FIGURE 2.

Analysis of SraL sRNA regulation by RpoS. (A) SraL expression is dependent on RpoS. (Upper panel) SraL levels were detected by Northern blot using 15 μg of total RNA isolated at indicated time points during growth from S. Typhimurium wild-type (wt) and rpoS mutant strains and rpoS mutant strain carrying a constitutive plasmid expressing the wild-type rpoS allele (pISVA-002); 5S rRNA was used as loading control. (Lower panel) RpoS protein expression was monitored by Western blot analysis. Samples correspond to 5 × 10⁷ bacteria at the indicated time points. GroEL was used as a loading control. (B) Transcriptional activity of sraL promoter in late stationary phase. Samples from overnight grown cultures of wild-type SL1344 and the isogenic rpoS null mutant transformed with a plasmid expressing the transcriptional fusion of sraL promoter to lacZ reporter gene (pISVA-003) were used to assess β-galactosidase activity. (C) Transcriptional activity of sraL promoter upon osmotic shock.
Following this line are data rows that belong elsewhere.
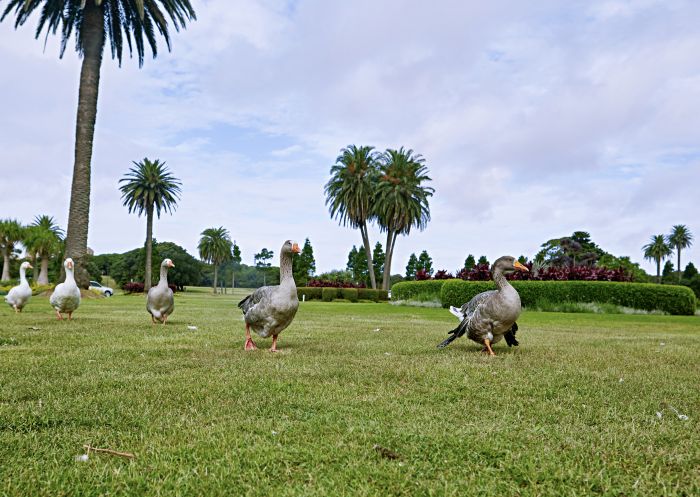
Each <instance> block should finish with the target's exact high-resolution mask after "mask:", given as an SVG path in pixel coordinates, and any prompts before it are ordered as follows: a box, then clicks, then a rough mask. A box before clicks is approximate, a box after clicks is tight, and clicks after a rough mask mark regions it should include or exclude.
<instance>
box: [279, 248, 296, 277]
mask: <svg viewBox="0 0 700 497" xmlns="http://www.w3.org/2000/svg"><path fill="white" fill-rule="evenodd" d="M289 281H291V282H292V283H294V276H293V275H292V254H291V253H289V252H284V251H282V252H280V284H282V282H289Z"/></svg>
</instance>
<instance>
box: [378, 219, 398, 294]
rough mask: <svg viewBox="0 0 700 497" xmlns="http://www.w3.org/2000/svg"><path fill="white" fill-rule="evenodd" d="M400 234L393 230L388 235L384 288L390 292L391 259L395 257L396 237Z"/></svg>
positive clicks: (382, 285)
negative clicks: (398, 233) (389, 286)
mask: <svg viewBox="0 0 700 497" xmlns="http://www.w3.org/2000/svg"><path fill="white" fill-rule="evenodd" d="M397 235H398V233H396V232H393V231H391V230H389V231H387V234H386V257H385V258H384V278H383V281H382V288H383V289H384V290H389V285H390V284H391V259H392V257H393V256H394V245H395V244H396V236H397Z"/></svg>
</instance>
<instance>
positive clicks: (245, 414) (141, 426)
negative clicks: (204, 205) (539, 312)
mask: <svg viewBox="0 0 700 497" xmlns="http://www.w3.org/2000/svg"><path fill="white" fill-rule="evenodd" d="M242 295H243V293H240V292H239V293H237V294H236V295H234V296H231V295H227V296H216V297H215V296H212V295H210V294H208V293H206V292H187V293H184V294H178V295H177V298H176V308H175V313H174V314H173V316H172V318H171V320H170V321H169V322H168V325H167V326H165V327H162V326H159V325H158V326H152V325H151V324H150V317H149V316H148V314H147V313H146V310H145V303H144V299H143V297H142V296H128V295H126V296H116V297H112V298H110V299H91V300H86V301H84V303H83V305H82V306H81V307H80V309H79V310H78V311H77V312H76V313H75V320H74V321H73V322H60V321H57V320H56V319H55V315H54V314H53V313H52V310H51V309H50V306H49V304H48V300H47V299H46V298H40V297H34V298H33V299H32V301H31V302H30V304H29V306H28V307H27V308H26V310H25V312H24V313H23V314H20V315H15V314H14V313H13V312H11V309H10V308H9V307H7V306H3V307H2V308H1V309H0V495H52V496H54V495H107V494H109V495H117V494H132V495H261V496H263V495H265V496H267V495H269V496H273V495H274V496H285V495H304V496H308V495H324V496H328V495H377V496H385V495H407V496H408V495H411V496H412V495H455V496H457V495H459V496H464V495H591V494H603V495H688V496H690V495H699V494H700V429H699V427H700V424H699V421H700V388H699V387H698V385H700V366H699V364H698V359H699V358H700V318H698V317H673V316H644V315H594V314H565V313H538V312H526V313H524V314H523V316H521V318H520V320H519V325H520V332H519V333H518V338H519V339H520V347H517V348H513V349H508V348H507V347H506V346H505V345H504V344H498V345H497V346H496V347H495V352H496V354H497V356H496V357H494V358H490V357H487V356H484V355H482V354H480V353H479V352H478V351H479V347H478V346H477V345H476V344H474V343H472V342H469V341H467V340H466V339H460V340H458V341H457V342H455V343H454V344H453V345H451V346H450V347H448V348H447V349H444V350H437V349H436V348H435V345H436V344H437V343H439V342H440V341H441V340H442V339H443V338H444V337H445V336H446V332H447V331H448V330H449V329H450V328H451V327H454V325H456V320H455V319H454V317H453V316H451V315H450V314H449V313H448V312H447V311H445V310H442V309H434V308H413V307H399V306H392V305H389V304H345V303H317V302H307V303H303V304H302V305H301V307H300V309H299V313H298V315H297V318H296V320H295V321H294V323H293V324H292V326H291V327H290V328H289V329H287V330H286V331H285V332H284V333H283V334H282V335H281V336H280V341H279V347H280V349H281V351H280V352H279V353H277V354H271V353H269V352H267V350H266V349H267V347H269V345H270V340H269V339H268V340H263V339H258V340H257V343H258V346H260V347H261V348H260V350H258V351H256V352H253V353H246V352H244V351H243V342H244V339H243V329H244V328H243V323H242V320H241V314H240V311H239V310H238V309H236V308H235V305H234V302H236V301H237V300H238V298H240V297H241V296H242ZM234 297H235V298H234ZM188 325H191V326H197V329H196V330H190V329H188ZM674 409H675V410H676V411H677V412H676V411H674ZM657 412H659V413H660V416H659V415H657ZM679 415H685V416H687V419H681V418H684V416H679ZM83 444H91V445H93V446H96V447H102V448H109V449H113V450H117V451H125V452H131V453H134V454H135V456H136V457H135V458H134V459H126V458H122V457H118V456H113V455H109V454H95V453H91V454H90V456H89V459H88V460H87V461H84V462H83V461H79V460H76V456H79V455H81V454H83V453H84V450H83V448H82V447H83Z"/></svg>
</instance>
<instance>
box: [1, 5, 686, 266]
mask: <svg viewBox="0 0 700 497" xmlns="http://www.w3.org/2000/svg"><path fill="white" fill-rule="evenodd" d="M5 4H6V2H1V3H0V8H3V9H4V7H5ZM192 5H193V6H194V8H195V11H196V13H197V20H196V21H195V22H193V23H191V24H190V25H189V26H188V27H187V29H185V30H181V31H180V32H176V31H174V30H171V31H172V33H171V37H172V43H171V45H172V50H171V51H170V52H168V50H167V47H166V46H165V43H164V41H163V40H162V39H160V43H159V53H158V56H157V58H155V59H153V58H151V57H150V56H147V58H146V60H145V63H144V66H143V68H141V69H139V67H138V60H137V59H136V58H131V59H129V58H128V57H127V58H125V60H124V61H123V63H122V65H121V67H119V65H118V63H117V62H116V61H114V60H112V59H111V58H110V54H109V51H108V50H106V52H105V58H104V61H103V65H102V72H101V81H100V94H99V102H98V113H97V124H96V132H95V140H94V144H95V145H94V150H93V160H92V193H91V211H90V230H89V238H88V245H89V246H90V247H91V248H92V249H93V250H94V251H95V253H97V254H100V253H108V252H123V251H127V250H130V249H133V248H135V247H138V246H141V245H142V244H143V242H144V239H145V230H146V228H145V224H146V223H145V219H144V218H143V217H140V218H139V217H137V216H136V215H134V214H131V215H130V214H128V212H127V209H126V208H125V207H123V205H122V202H121V199H120V193H119V191H118V181H119V179H120V178H121V177H123V176H124V174H125V173H126V172H127V171H128V169H129V168H130V167H132V166H133V161H140V160H141V159H143V158H145V157H148V158H149V159H152V160H154V159H156V158H157V159H160V160H162V161H165V162H166V164H167V166H168V167H169V168H170V170H171V171H172V173H173V174H174V175H175V176H176V177H178V178H180V180H181V181H182V183H183V188H182V198H181V200H180V202H179V205H178V208H177V210H176V211H175V212H174V214H173V215H169V214H164V215H163V216H162V217H161V218H160V219H158V220H156V222H155V225H154V236H155V238H156V239H158V240H160V241H166V240H167V241H173V242H175V243H178V244H179V245H182V246H183V247H185V248H186V249H187V250H188V251H189V252H190V253H192V254H193V255H196V254H197V249H196V247H197V242H198V240H199V236H200V233H201V232H202V230H204V229H205V228H208V227H218V226H224V227H226V228H227V229H228V230H229V231H230V233H231V237H232V239H234V240H235V241H236V243H237V244H238V245H239V246H240V247H241V251H242V255H243V262H244V263H247V264H252V263H253V255H254V254H255V253H257V252H259V251H260V250H261V249H262V248H263V247H266V248H268V249H272V250H273V251H274V252H275V253H277V252H278V250H279V247H280V246H281V245H282V243H283V242H284V240H286V239H295V240H298V241H299V242H300V243H303V241H304V239H305V238H309V239H310V241H311V244H312V246H313V248H314V255H315V258H316V266H317V272H322V271H328V270H332V269H344V267H345V264H346V262H347V255H348V252H349V251H350V249H351V248H352V246H353V245H357V246H359V245H360V244H361V238H360V234H359V232H358V231H355V230H352V229H350V228H347V227H343V226H340V225H339V224H338V222H337V221H336V220H333V219H331V218H330V215H329V213H328V209H327V206H326V205H325V197H324V193H323V189H324V185H325V184H326V182H327V181H328V179H329V177H330V176H329V171H330V168H331V166H332V165H333V164H334V163H335V159H336V157H337V156H338V154H339V152H340V150H341V149H342V148H343V147H346V146H347V145H349V144H356V145H371V146H374V147H375V148H376V149H378V150H380V151H381V150H385V149H387V148H399V147H401V146H403V147H406V148H408V149H412V150H413V151H414V152H415V153H418V154H421V155H422V156H423V157H424V158H425V164H426V166H427V167H428V170H429V176H430V177H431V178H432V181H431V182H430V183H429V185H430V186H432V187H433V188H434V189H435V195H434V196H433V197H432V198H431V200H430V211H431V221H430V222H429V224H428V226H427V228H426V229H425V230H424V231H422V232H420V231H417V230H414V231H412V232H411V234H410V235H408V236H406V237H400V238H399V239H398V241H397V243H396V249H395V255H394V264H393V267H392V273H403V272H405V266H406V262H407V261H408V258H409V256H410V254H411V253H413V252H415V253H416V254H418V253H419V252H421V251H422V250H427V251H428V253H429V254H430V255H431V256H432V258H433V261H434V262H433V265H434V268H435V269H447V270H448V271H455V270H457V269H458V268H461V267H462V265H463V263H464V259H465V258H466V256H467V254H470V253H471V254H474V255H475V256H477V257H478V256H480V255H486V256H487V257H488V258H489V260H491V261H493V260H494V259H496V258H497V257H499V256H501V255H506V254H509V255H513V256H516V257H517V256H519V255H521V254H523V255H526V256H528V257H532V256H534V254H535V253H536V252H537V251H538V250H539V248H540V245H541V244H542V243H544V242H546V241H547V240H549V239H551V238H558V237H562V236H567V235H570V234H571V233H572V232H573V231H577V230H583V231H588V232H589V233H590V234H591V237H592V239H593V241H594V242H596V243H597V244H598V245H599V246H600V247H602V248H603V249H604V250H606V251H608V252H610V253H612V254H615V255H618V256H620V255H627V256H630V257H631V258H632V260H633V261H636V262H640V263H641V264H642V267H644V268H645V269H647V271H649V272H652V271H654V272H655V268H654V265H653V263H650V262H648V261H644V260H643V254H642V249H641V247H642V246H643V245H644V244H646V243H648V241H649V239H650V237H651V236H652V235H655V234H667V233H669V232H670V230H671V227H672V226H673V225H676V224H685V225H687V226H688V227H689V228H690V230H691V232H693V233H694V235H695V238H696V240H695V244H694V245H693V246H692V247H691V248H689V249H686V250H684V251H683V253H682V257H683V263H682V265H683V266H685V263H686V262H688V261H694V263H695V265H696V266H698V265H700V248H699V247H700V202H698V181H699V180H700V57H698V53H700V30H698V29H697V26H698V22H699V21H700V3H699V2H695V1H693V0H688V1H681V0H663V1H656V0H630V1H623V0H609V1H591V0H586V1H574V0H572V1H567V2H561V1H558V0H557V1H554V0H552V1H548V0H539V1H535V2H522V1H519V0H511V1H501V0H493V1H491V2H478V1H465V0H435V1H433V2H418V1H399V0H384V1H382V2H376V1H373V0H355V1H353V2H341V1H337V0H336V1H328V0H286V1H282V0H279V1H273V0H209V1H203V0H199V1H198V0H193V1H192ZM37 20H38V16H37V15H35V16H34V18H33V19H31V20H30V21H28V22H27V23H26V24H25V25H24V26H22V27H20V28H18V29H17V30H15V28H14V19H6V20H5V21H4V22H2V23H0V67H2V68H3V69H2V71H0V95H2V96H1V97H0V98H2V112H1V113H0V115H1V117H0V218H8V217H9V218H16V219H19V220H20V221H22V222H24V223H29V222H31V221H32V220H33V219H34V217H35V216H37V215H40V214H49V215H52V216H54V217H55V218H56V220H57V221H58V223H59V224H60V225H61V226H63V227H64V228H65V226H66V223H67V218H68V202H69V197H70V183H71V175H72V167H73V150H74V133H75V114H76V108H77V94H78V78H79V71H80V59H79V58H78V56H77V54H76V53H75V51H71V50H72V46H73V45H72V44H71V45H69V48H68V50H67V51H66V54H65V55H64V57H63V58H62V59H60V58H59V44H58V40H57V39H56V38H55V37H49V38H48V40H47V41H46V44H45V38H44V36H43V35H42V36H40V37H39V39H38V40H37V39H35V38H34V31H35V29H36V23H37ZM370 239H371V243H372V244H374V243H376V242H377V241H379V242H381V243H382V245H385V236H384V234H382V233H380V232H379V230H378V229H377V228H376V226H375V227H373V228H372V229H371V230H370ZM673 260H674V261H675V257H674V259H673ZM274 261H277V258H275V259H274Z"/></svg>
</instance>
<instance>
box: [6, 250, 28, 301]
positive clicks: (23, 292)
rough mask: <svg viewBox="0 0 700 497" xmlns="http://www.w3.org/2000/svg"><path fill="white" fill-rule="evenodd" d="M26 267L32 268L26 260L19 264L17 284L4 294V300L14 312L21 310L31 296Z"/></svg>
mask: <svg viewBox="0 0 700 497" xmlns="http://www.w3.org/2000/svg"><path fill="white" fill-rule="evenodd" d="M27 269H34V268H33V267H32V265H31V264H29V263H28V262H26V261H25V262H23V263H22V264H21V265H20V266H19V285H17V286H13V287H12V288H11V289H10V291H9V292H8V293H7V295H5V302H7V303H8V304H9V305H10V307H12V308H13V309H14V310H15V312H22V308H23V307H24V306H25V305H27V302H29V299H30V298H32V289H31V287H30V286H29V283H28V282H27Z"/></svg>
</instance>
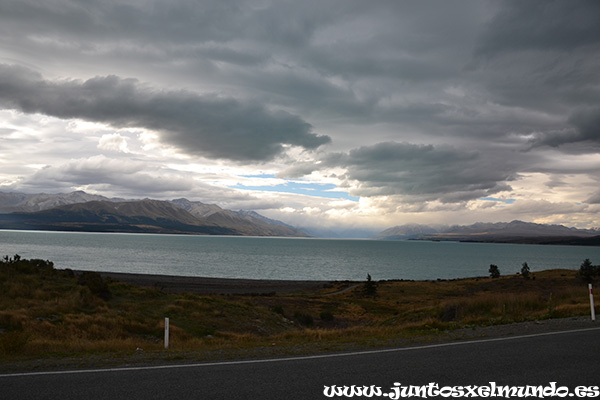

Bacterial cultures were grown to reach exponential growth phase (OD 0.3), and then NaCl was added to a final concentration of 0.5 M and let grow for one more hour. β-Galactosidase activity was measured before (t₀, white bar) and after the treatment (+NaCl, black bar). A control culture with no addition of NaCl was also carried in parallel (control, dashed-light gray bar). Bars correspond to the mean ± SD of three biological replicates. ***P < 0.001 by Student’s t-test; n.s. indicates nonsignificant.